# Bianchi xl boron



## cmg (Oct 27, 2004)

I have a chance to purchase a NOS* frame* 2003 for a great price but i don't know anything about this frame. Having trouble finding reviews of this frameset. How does it ride in the smaller sizes? Can anybody compare it to a Colnago MXL or another steel bike? thanks


----------



## dwwheels (Feb 28, 2007)

I just rode a new 2004 EV Boron w/Centaur last saturday at a local LBS and it rode like a dream. I am getting the 2006 Pinella w/Centaur. The 2006 Centaur is the last year that Campy put in the ability to drop the whole cassette while shifting. I went with the '06 Pinella because I wanted 10 speed and not 9 on the EV, but if you can get it at a good price and then upgrade to 10 later. I have never ridden a Colnago so I cannot compare it, but the Bianchi is worth a ride.


----------



## Corsaire (Jun 2, 2006)

I have the XL Boron 2006, I can't praise it enough, smooth and solid ride. Highly recommended.

Corsaire


----------



## dwwheels (Feb 28, 2007)

That is the one I am getting. My LBS located my size and it is coming out of 
California. I am calling him tomorrow to check on the progress. Did you build yours up w/shimano or was it already a package? So you have no regrets in that frame choice? That makes me feel even better about it. 

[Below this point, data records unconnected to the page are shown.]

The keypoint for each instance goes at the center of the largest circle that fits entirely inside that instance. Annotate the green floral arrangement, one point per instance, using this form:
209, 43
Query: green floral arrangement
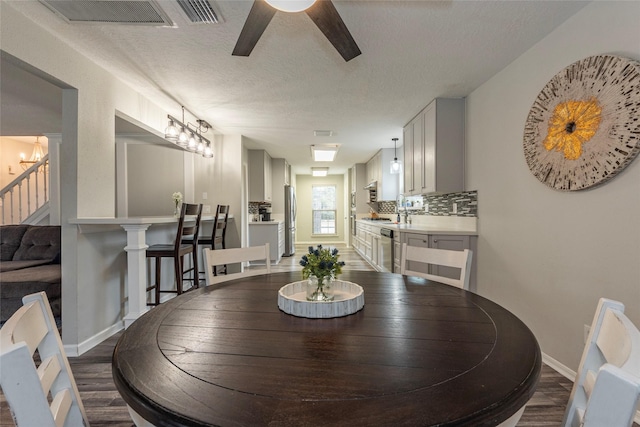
321, 263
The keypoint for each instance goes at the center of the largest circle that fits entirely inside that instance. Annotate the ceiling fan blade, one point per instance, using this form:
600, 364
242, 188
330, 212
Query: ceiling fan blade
257, 21
327, 18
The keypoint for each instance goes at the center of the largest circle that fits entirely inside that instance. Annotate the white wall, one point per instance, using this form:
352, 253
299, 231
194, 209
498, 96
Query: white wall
547, 255
93, 288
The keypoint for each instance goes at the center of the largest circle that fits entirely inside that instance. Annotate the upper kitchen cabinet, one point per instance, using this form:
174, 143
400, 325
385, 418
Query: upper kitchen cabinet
260, 179
358, 177
373, 169
438, 138
379, 170
412, 149
280, 176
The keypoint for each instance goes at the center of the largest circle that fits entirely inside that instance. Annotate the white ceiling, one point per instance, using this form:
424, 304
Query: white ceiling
295, 82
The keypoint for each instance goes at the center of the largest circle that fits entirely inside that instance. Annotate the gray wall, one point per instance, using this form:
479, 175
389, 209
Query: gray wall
546, 255
154, 173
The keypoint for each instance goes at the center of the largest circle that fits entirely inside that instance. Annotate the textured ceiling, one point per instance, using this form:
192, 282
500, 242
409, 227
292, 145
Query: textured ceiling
295, 82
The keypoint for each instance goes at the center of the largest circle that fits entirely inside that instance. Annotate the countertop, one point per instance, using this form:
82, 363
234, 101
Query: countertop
463, 226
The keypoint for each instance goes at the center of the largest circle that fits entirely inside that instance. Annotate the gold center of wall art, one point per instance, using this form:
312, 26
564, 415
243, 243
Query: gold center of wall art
584, 126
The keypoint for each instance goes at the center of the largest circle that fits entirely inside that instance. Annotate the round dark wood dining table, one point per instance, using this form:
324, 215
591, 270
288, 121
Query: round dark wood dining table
419, 353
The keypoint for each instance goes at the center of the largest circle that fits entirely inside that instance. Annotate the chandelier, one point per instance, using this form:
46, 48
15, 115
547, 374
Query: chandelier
36, 156
189, 136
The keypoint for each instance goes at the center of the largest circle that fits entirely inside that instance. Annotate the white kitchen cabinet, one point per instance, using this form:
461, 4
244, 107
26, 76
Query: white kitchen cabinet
443, 146
260, 179
271, 232
279, 178
358, 176
412, 150
397, 252
419, 240
407, 150
373, 168
437, 134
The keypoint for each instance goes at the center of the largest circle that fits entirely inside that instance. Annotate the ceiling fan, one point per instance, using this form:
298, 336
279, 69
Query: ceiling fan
322, 12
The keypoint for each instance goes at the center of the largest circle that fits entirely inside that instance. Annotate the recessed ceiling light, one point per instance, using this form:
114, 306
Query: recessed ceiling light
322, 133
324, 153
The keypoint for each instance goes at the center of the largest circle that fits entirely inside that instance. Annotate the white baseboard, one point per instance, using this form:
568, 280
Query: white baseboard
569, 374
88, 344
559, 367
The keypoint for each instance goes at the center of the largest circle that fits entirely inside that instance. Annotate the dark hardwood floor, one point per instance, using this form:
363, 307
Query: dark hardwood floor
105, 407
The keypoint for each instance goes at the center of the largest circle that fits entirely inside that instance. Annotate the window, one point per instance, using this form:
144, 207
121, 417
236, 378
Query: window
324, 209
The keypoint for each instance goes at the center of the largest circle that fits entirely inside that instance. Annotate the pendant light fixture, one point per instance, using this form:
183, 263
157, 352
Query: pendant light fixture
188, 136
36, 155
396, 165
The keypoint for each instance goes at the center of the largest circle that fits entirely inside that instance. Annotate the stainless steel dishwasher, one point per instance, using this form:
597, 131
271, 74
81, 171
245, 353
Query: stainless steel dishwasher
385, 256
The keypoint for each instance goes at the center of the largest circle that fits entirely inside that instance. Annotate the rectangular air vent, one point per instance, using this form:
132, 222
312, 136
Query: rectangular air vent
200, 11
133, 12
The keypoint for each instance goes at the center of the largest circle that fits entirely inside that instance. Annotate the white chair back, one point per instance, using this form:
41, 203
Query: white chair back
439, 257
607, 387
236, 255
27, 387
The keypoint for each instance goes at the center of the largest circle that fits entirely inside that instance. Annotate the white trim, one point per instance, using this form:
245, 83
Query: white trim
558, 367
569, 374
88, 344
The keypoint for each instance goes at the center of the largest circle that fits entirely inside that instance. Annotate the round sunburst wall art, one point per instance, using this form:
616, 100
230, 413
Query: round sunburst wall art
584, 126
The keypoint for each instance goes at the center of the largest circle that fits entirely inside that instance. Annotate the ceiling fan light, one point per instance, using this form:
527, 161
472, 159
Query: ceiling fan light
291, 5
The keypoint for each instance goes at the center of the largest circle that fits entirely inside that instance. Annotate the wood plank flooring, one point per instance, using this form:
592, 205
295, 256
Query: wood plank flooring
105, 407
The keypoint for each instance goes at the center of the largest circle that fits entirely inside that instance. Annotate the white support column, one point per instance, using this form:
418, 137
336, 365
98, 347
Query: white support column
136, 271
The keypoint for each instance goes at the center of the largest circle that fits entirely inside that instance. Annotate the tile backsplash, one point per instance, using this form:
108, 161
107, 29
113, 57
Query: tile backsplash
440, 205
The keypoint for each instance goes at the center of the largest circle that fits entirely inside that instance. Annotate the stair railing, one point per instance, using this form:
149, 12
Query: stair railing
25, 194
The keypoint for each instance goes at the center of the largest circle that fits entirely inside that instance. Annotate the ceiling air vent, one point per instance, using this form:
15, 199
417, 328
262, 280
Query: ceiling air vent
200, 11
133, 12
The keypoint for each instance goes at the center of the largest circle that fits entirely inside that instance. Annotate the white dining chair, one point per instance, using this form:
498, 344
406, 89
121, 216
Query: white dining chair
437, 257
236, 255
607, 386
27, 387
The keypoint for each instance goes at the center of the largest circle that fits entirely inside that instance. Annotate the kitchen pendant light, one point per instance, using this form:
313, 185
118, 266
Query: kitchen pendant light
171, 132
396, 165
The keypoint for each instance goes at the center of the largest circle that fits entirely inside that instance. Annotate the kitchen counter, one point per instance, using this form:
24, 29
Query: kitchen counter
440, 232
423, 224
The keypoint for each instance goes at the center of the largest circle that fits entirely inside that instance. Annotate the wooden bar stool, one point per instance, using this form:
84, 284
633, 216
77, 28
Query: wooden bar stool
218, 234
187, 227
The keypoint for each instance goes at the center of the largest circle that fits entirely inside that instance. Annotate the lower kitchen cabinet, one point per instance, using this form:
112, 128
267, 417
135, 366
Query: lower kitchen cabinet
397, 252
271, 232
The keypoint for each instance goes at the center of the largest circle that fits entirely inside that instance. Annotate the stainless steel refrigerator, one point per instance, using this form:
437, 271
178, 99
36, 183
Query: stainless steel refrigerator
289, 220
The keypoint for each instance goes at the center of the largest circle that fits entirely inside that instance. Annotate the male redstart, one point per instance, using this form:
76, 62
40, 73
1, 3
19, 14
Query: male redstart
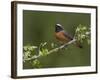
62, 36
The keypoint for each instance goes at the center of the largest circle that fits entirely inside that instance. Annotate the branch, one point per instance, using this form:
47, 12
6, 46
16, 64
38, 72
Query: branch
53, 50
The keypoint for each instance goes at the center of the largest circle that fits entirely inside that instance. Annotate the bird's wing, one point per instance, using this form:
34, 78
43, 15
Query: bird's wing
67, 35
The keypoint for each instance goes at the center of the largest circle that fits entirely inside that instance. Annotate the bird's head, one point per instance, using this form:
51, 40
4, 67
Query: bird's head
58, 28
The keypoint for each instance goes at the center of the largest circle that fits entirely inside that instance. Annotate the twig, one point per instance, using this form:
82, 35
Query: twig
53, 50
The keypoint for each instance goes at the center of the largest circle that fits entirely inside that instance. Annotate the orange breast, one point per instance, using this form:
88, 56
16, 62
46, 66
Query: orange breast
61, 37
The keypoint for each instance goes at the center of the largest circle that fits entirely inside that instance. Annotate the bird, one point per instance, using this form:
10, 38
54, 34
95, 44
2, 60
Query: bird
62, 36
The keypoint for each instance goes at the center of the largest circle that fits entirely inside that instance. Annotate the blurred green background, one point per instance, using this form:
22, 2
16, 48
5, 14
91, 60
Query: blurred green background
39, 26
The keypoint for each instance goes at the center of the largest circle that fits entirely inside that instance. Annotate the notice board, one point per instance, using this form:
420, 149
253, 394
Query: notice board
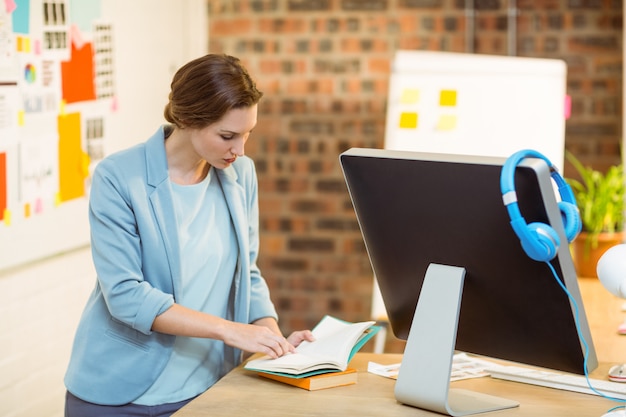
79, 79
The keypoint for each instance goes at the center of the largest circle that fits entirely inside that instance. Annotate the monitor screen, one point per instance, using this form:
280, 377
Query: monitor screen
416, 209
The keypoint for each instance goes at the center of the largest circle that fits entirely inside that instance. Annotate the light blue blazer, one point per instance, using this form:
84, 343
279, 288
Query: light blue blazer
134, 240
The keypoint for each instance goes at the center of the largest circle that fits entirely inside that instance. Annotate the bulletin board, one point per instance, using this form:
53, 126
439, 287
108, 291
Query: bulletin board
57, 90
476, 104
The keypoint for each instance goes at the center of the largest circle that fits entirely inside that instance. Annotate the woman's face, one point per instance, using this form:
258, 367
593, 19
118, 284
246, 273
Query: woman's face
222, 142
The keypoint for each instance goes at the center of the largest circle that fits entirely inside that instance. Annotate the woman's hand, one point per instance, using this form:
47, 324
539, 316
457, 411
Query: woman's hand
255, 338
299, 336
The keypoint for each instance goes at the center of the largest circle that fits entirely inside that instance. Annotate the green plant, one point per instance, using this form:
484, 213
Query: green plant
600, 198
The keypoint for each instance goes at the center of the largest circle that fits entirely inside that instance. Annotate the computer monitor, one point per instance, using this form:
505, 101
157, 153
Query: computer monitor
436, 230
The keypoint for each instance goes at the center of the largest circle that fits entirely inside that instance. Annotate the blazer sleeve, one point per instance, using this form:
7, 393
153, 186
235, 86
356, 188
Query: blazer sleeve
116, 247
261, 305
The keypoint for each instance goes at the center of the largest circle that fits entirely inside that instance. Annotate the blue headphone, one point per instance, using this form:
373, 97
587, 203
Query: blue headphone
539, 240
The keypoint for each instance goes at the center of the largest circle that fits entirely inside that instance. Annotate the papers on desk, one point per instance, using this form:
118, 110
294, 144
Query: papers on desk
463, 367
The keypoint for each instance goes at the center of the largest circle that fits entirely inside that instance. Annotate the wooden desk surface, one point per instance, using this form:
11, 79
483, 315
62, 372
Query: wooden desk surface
242, 393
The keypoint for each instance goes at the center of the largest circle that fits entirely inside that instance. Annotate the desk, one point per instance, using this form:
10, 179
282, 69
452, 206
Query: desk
242, 393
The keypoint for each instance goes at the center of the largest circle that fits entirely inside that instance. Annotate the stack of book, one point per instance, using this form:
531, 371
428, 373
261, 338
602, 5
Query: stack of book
322, 363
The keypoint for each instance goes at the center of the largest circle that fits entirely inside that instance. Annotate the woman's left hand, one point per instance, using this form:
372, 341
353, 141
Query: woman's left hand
299, 336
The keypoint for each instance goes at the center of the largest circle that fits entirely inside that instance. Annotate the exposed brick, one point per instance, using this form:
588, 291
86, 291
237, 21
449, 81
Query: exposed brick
364, 5
324, 68
309, 5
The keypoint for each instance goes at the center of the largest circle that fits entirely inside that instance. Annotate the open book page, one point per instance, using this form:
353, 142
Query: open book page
332, 349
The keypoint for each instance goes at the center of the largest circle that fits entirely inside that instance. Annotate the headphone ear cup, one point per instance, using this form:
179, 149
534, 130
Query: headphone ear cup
571, 220
543, 242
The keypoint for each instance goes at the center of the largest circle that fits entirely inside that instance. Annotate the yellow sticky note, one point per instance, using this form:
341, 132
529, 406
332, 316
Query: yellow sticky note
408, 120
446, 122
447, 98
409, 96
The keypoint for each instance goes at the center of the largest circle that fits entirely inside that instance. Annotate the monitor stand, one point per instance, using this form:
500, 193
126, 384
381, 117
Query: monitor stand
424, 377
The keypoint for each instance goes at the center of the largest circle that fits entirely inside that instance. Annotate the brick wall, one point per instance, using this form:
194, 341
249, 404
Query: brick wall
324, 66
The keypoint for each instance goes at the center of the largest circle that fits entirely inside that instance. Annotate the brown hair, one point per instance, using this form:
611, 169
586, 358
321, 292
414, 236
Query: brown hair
204, 89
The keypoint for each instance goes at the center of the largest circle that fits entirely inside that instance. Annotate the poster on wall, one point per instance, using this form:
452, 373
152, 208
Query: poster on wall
56, 91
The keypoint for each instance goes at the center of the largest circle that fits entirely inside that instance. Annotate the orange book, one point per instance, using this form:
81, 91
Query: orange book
320, 381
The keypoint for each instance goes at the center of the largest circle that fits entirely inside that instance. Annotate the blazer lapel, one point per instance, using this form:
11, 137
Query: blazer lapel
163, 205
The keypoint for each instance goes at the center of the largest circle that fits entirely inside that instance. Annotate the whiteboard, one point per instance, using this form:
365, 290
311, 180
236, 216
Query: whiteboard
446, 102
145, 57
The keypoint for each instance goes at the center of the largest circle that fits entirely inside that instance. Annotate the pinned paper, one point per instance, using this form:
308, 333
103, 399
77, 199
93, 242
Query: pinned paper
38, 206
71, 158
20, 16
447, 98
9, 6
77, 74
408, 120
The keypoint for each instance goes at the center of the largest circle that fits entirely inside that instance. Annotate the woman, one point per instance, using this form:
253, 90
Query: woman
174, 226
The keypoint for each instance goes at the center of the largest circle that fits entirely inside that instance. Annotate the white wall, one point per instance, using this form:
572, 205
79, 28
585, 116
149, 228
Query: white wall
40, 303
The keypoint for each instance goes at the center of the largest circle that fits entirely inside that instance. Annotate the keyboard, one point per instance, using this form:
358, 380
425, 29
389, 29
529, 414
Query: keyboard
553, 379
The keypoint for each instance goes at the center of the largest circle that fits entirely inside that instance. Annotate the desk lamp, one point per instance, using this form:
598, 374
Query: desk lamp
611, 270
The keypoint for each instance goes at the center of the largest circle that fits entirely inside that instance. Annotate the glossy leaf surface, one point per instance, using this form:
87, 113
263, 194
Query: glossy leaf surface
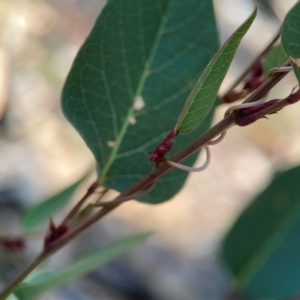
44, 209
129, 81
290, 38
43, 281
262, 249
202, 97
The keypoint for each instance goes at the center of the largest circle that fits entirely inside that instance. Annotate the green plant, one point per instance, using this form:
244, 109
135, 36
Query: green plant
124, 94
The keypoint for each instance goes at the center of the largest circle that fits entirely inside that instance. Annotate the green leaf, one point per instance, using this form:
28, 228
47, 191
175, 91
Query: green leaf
12, 297
126, 87
44, 281
262, 249
290, 38
43, 210
202, 97
275, 58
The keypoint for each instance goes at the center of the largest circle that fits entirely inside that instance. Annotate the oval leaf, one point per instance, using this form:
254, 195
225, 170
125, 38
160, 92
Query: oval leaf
290, 38
129, 80
44, 209
44, 281
262, 249
203, 95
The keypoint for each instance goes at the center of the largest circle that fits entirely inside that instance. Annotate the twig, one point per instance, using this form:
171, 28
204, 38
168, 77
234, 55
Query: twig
247, 71
143, 183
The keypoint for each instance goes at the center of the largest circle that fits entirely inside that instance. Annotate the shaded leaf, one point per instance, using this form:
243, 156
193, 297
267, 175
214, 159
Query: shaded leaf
262, 248
274, 59
202, 97
129, 81
43, 210
12, 297
290, 38
44, 281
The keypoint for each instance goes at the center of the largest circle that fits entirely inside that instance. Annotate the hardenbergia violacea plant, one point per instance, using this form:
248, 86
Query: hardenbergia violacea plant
143, 63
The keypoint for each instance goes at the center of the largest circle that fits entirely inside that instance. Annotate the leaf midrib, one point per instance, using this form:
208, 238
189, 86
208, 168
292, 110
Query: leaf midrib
138, 92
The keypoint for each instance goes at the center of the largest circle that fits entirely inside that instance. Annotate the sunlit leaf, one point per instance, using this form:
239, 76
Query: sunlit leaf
44, 281
291, 36
129, 81
203, 95
262, 249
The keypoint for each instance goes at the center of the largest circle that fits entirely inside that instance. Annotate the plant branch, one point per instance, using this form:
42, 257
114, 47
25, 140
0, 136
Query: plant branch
248, 70
143, 183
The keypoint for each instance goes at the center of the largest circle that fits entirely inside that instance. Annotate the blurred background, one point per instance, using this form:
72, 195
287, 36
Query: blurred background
40, 154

Now, I am not getting it from that hack shop. See my post "will this kill me or make me faster". I am looking at another Bianchi dealer so we will see what happens.


----------



## cmg (Oct 27, 2004)

the one i'm looking at is just the frame/fork so i'll be transfering parts. the geometry looks like it will be right on. 

Corsaire;
is yours a 51? how many miles on it? is the paint surviving? whats the weight, under 20lbs? looks great.


----------